Full Gap face provided more hinge height for more hinge flexibility, especially useful on dead trees.

It's an extension of a sizwheel, in a way, with greater hinge flexibility.

Going higher exacerbated the trouble if a spiral grain not running 'true' with the hinge.
Easy to partially cut off the hinge, accidentally, in strong spiral-grained species.



Two horizontal cuts, and breaking out the face cut will break it along the grain, not cutting along a plant that hopefully matches up.


A full Gap face is easy on big trees, short bar.
 

Daniel

Well-Known Member
Just thought-experimenting. I'm wondering why hinges don't often break earlier than intended, given the relatively small/flat/narrow volume over which the tension and compression forces act on the wood fibers as the stem hinges over
The short answer to that question is flexibility. You can't see it happen, but you can hear it as it happens and see the resulting severed wood fibers. All that creaking and moaning as the tree begins to fall, are the wood fibers bending and tearing out. You can tell how long a hinge held by LISTENING to it on video, which is best played in slow motion.

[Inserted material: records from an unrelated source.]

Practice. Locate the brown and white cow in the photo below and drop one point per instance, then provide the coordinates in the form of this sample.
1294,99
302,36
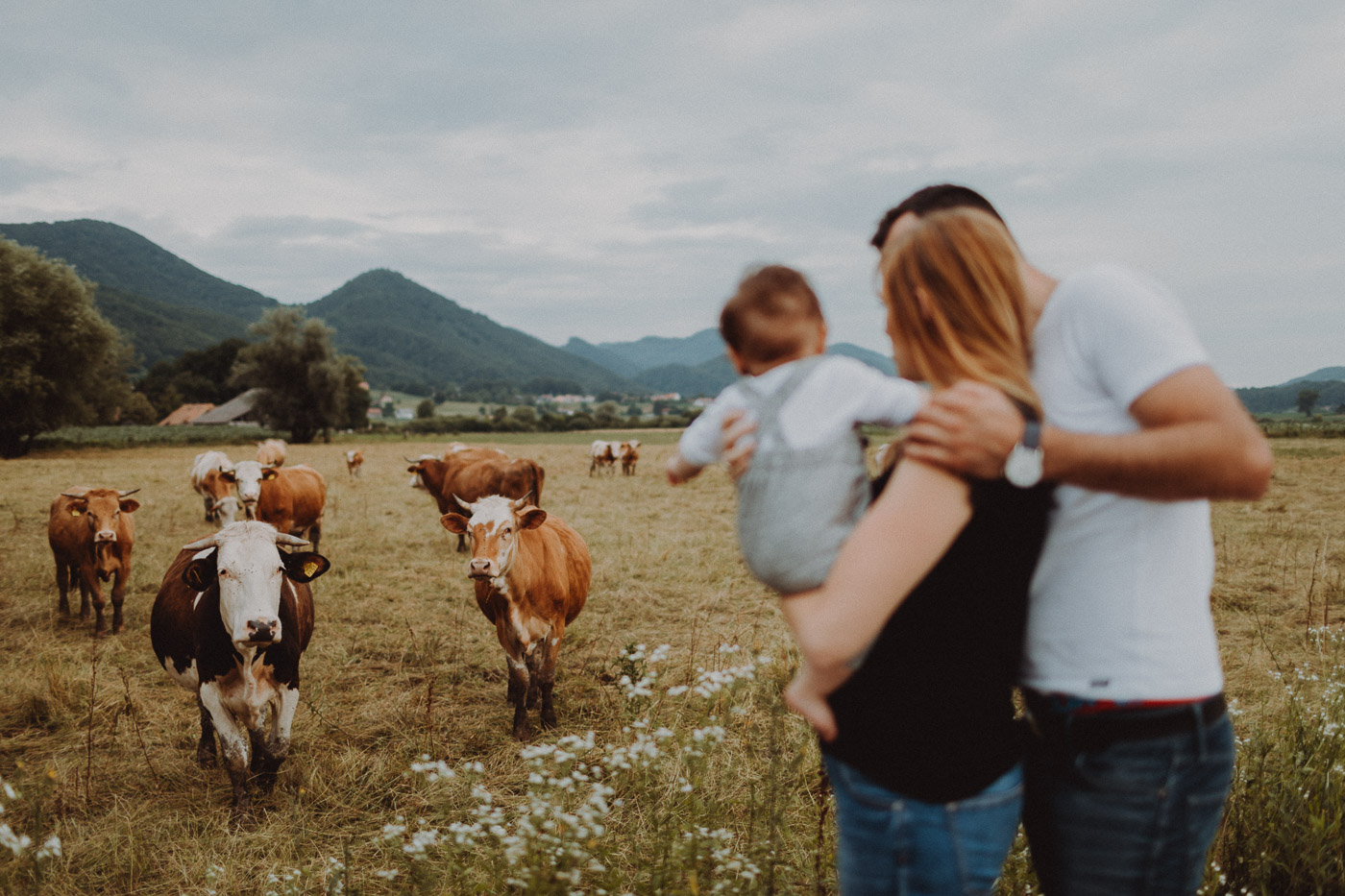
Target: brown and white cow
231,621
531,573
291,498
271,452
602,456
208,482
475,473
91,532
629,453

The taller fibers on the front of the hinge (made with a plate cut or block cut) allow the fibers more movement, which tends to spread the forces of tension, trying to rip the hinge apart, across a greater amount of area within the hinge. Otherwise, these forces are concentrated on the back of the hinge, and then as the fibers at the back of the hinge break, the concentrated forces just cut like a knife, back to front. Spreading those forces out across a greater surface area makes a huge difference. You can see the tall fibers in the front of the hinge in the below video collapse a little, which allows the front to sink as the back of the hinge lifts, which spreads out the tension forces.

I don't get over here much, but glad I did for this thread. Definitely something I like to think about. I'm interested in the practical applications of these principles. Hinge dynamics could be a college course.


 

LordFarkwad

Well-Known Member
Is this what you're referring to when you say that the hinge breaks free along a vertical plane and thus terminates at the bottom of the gap? That appears to be consistent with any video I've ever shot myself or seen - with a high back-cut, the hinge actually is from the back-cut level down to the floor of the face-cut.



The hinge breaks free along the vertical plane.

The bottom of the hinge is low, at the bottom of the gap, not at the height of the back cut.

Full Gap face provided more hinge height for more hinge flexibility, especially useful on dead trees.

It's an extension of a sizwheel, in a way, with greater hinge flexibility.

Going higher exacerbated the trouble if a spiral grain not running 'true' with the hinge.
Easy to partially cut off the hinge, accidentally, in strong spiral-grained species.



Two horizontal cuts, and breaking out the face cut will break it along the grain, not cutting along a plant that hopefully matches up.


A full Gap face is easy on big trees, short bar.
 

LordFarkwad

Well-Known Member
The hinge breaks free along the vertical plane.

The bottom of the hinge is low, at the bottom of the gap, not at the height of the back cut.

Full Gap face provided more hinge height for more hinge flexibility, especially useful on dead trees.
And, this actually leads me to the conclusion that the vertical bore in this case isn't that critical, as that is in a very weak plane anyway - the consequence being that the rear vertical face of the hinge will form as necessary, just as it does on any other back-cut not having a vertical face bored into it. Yeah?